Blend produces “Genies,” which are similar to chatbots on apps like Facebook Messenger, Telegram, and Kik, except they’re don’t require you to interact with them. There are more than a 1,000 genies, including ones for Donald Trump, Instagram, Fitbit, ESPN, and Kanye West. Each Genie has a unique look that resembles who or what they’re representing.
All you need to do is add a Genie to a conversation — it’s akin to adding a sticker pack on other messaging platforms. Blend relies on its “Viral Throttler” technology to trigger Genies in the middle of conversations. It “detects viral content before it goes viral,” so you’ll get tweets from Kanye West show up in your conversation before they go viral.
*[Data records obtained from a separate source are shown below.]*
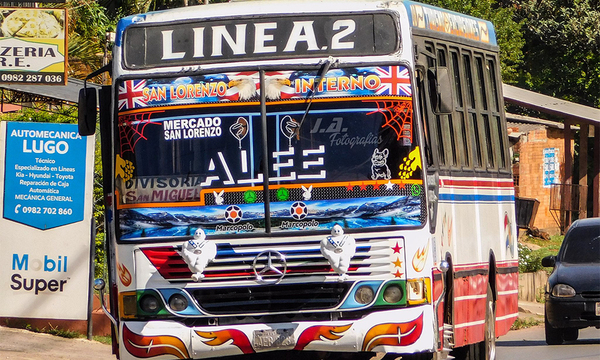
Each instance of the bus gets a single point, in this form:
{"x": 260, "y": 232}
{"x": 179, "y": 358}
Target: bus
{"x": 306, "y": 179}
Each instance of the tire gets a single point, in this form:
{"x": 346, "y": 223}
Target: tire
{"x": 553, "y": 336}
{"x": 570, "y": 334}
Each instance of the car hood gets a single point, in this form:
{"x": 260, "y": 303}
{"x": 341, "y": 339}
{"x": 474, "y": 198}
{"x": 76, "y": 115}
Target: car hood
{"x": 582, "y": 277}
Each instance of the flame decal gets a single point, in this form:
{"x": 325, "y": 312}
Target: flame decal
{"x": 216, "y": 338}
{"x": 320, "y": 333}
{"x": 402, "y": 334}
{"x": 124, "y": 274}
{"x": 148, "y": 346}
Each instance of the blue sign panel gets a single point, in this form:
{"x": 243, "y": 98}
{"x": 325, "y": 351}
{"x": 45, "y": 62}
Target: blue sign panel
{"x": 44, "y": 180}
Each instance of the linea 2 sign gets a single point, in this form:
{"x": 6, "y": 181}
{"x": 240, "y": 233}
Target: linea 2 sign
{"x": 46, "y": 205}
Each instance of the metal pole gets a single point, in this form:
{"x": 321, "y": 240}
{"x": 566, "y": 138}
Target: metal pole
{"x": 90, "y": 287}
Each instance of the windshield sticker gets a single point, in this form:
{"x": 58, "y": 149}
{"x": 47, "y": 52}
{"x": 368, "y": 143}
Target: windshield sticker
{"x": 379, "y": 168}
{"x": 239, "y": 130}
{"x": 282, "y": 85}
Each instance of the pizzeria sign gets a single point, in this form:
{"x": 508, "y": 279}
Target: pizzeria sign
{"x": 33, "y": 47}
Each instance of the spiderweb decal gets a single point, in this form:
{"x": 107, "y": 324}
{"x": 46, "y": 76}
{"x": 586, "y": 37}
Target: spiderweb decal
{"x": 398, "y": 116}
{"x": 131, "y": 129}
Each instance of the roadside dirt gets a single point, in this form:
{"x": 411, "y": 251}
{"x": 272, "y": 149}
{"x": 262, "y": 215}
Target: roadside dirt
{"x": 18, "y": 344}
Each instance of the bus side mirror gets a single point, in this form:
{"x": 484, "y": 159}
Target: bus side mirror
{"x": 444, "y": 91}
{"x": 87, "y": 110}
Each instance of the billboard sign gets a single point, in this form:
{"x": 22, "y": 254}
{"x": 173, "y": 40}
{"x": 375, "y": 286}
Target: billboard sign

“I think interacting with a piece of artificial intelligence to accomplish xyz is kind of at fault in general, it only works when there are finite options at play,” Nigam tells Digital Trends. “A social interaction is so delicate, it can go in thousands of different tangents … rather than using bots to replace a conversation, we’d rather be using the best of bots to amplify the already existing group dynamic.”
There are three types of Genies you can choose from: Notification Genies, Service API Genies, and Blend-branded Genies.
Notification Genies offer alerts, as the name suggests, and these can range from publications like the New York Times, to sports teams and to celebrities like Drake. Service API Genies use third-party public APIs to pull content from other apps, such as from the dating app Bumble. One example Nigam said is using the Bumble Genie, if you get matched with someone, it could send the match to a group conversation.
“Another one is Equinox, the gym,” Nigam said. “What this does is fuel a little bit of the competitive side — their API calls for number of calories burned and time spent within the gym. Every single Thursday, it’s going to rank everyone in the group, and it will be like, ‘Akash you spent this much time at the gym and burned this many calories’ … you get the picture.”
Blend-branded Genies are more specific. An example Nigam offered was a “teeth-whitening Genie.” It reminds you to take specific steps every day, and by the end of the week it will send a picture of what your teeth should look like, and it will ask the participants to send their selfies so the group can judge who’s doing better.
The team plans on rolling out more than 1,000 more Genies over the next year. Companies will be able to approach the company to build their own Genie.